AMD uProf callgraph of callees

Again we see that most of our time is spent in primitive recovery but also that a lot of time is spent copying memory. This was grouped into __nss_database_lookup in HPCToolkit. Unfortunately, getting a call stack out of the memcpy doesn't always work and so while you know you're spending a lot of time copying memory, it's not so obvious where those copies are occurring.

# Profiling With Charm++ Projections

To view trace data after a profiling run you must download Charm++'s Projections software from their website. If you encounter issues it may be necessary to clone the git repository and build the correct version from scratch. Note that the version of Charm++ used to compile SpECTRE should match the version of Projections used to analyze the trace data. You can collect the trace data on a different machine than the one you will be analyzing the data on. For example, you can collect the data on a supercomputer and analyze it on your desktop or laptop.

For profiling you will want to use a production build of Charm++, which means compiling Charm++ with the --with-production flag. To enable trace collecting you must build with the --enable-tracing flag as well. For example, on a multicore 64-bit Linux machine the build command would be

./build LIBS multicore-linux-x86_64 gcc -j8 --with-production --enable-tracing

You must build your executable in Release mode as well, specifying -DCMAKE_BUILD_TYPE=Release to CMake, as well as

-DCHARM_TRACE_PROJECTIONS=ON -DCHARM_TRACE_SUMMARY=ON -DENABLE_PROFILING=ON

to enable SpECTRE to use Charm++'s tracing features.

## Running SpECTRE With Trace Output

When running SpECTRE you must specify a directory to output trace data into. This is done by adding the command line argument +traceroot DIR where DIR is the directory to dump the trace data into. Note that DIR must already exist, the application will not create it.

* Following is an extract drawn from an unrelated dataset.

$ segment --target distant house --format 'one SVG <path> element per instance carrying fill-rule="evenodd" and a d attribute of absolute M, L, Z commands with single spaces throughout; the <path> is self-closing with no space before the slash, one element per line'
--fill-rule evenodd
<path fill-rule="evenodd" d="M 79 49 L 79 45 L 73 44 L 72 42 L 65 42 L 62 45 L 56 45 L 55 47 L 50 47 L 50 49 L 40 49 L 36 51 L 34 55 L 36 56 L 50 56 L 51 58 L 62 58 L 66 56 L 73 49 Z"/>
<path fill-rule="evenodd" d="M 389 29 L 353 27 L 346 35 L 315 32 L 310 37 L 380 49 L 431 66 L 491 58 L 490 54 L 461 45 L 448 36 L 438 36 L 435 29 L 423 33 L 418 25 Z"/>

For example,

./bin/EXEC --input-file ./Input.yaml +p4 +traceroot ./ExecTraces

You might get a warning that Charm++ had to flush the log some number of times during the run. Flushing the log adds overhead to the execution and so affects timing measurements. While Charm++ has the ability to manually flush the log periodically (and therefore exclude the time it takes to flush the log from the trace), we have not yet implemented support for this. For short executable runs you can increase the log size by specifying +logsize M when running the executable. The default log size is 1,000,000 (1000000). Note that if you increase the log size too much you will run out of memory/RAM.

For more information on runtime options to control trace data see the Charm++ Projections manual.

## Visualizing Trace %Data In Projections

By default Charm++ records entry method names by using the PRETTY_FUNCTION macro. This means entry method names include all class (parallel component) and action template parameter names, including any template parameters of the template parameters. This very quickly leads to incomprehensibly long names that are very difficult to read in the Projections interface. We include a basic Python executable to handle the majority of renames, but the executable supports additional basic (textual find-replace) and regular expression replacements via a JSON file. These additional replacements are useful for making executable-specific renames. The Python executable is tools/CharmSimplifyTraces.py and an example replacements file is tools/CharmTraceReplacements.json.

See the Charm++ Projections manual for details.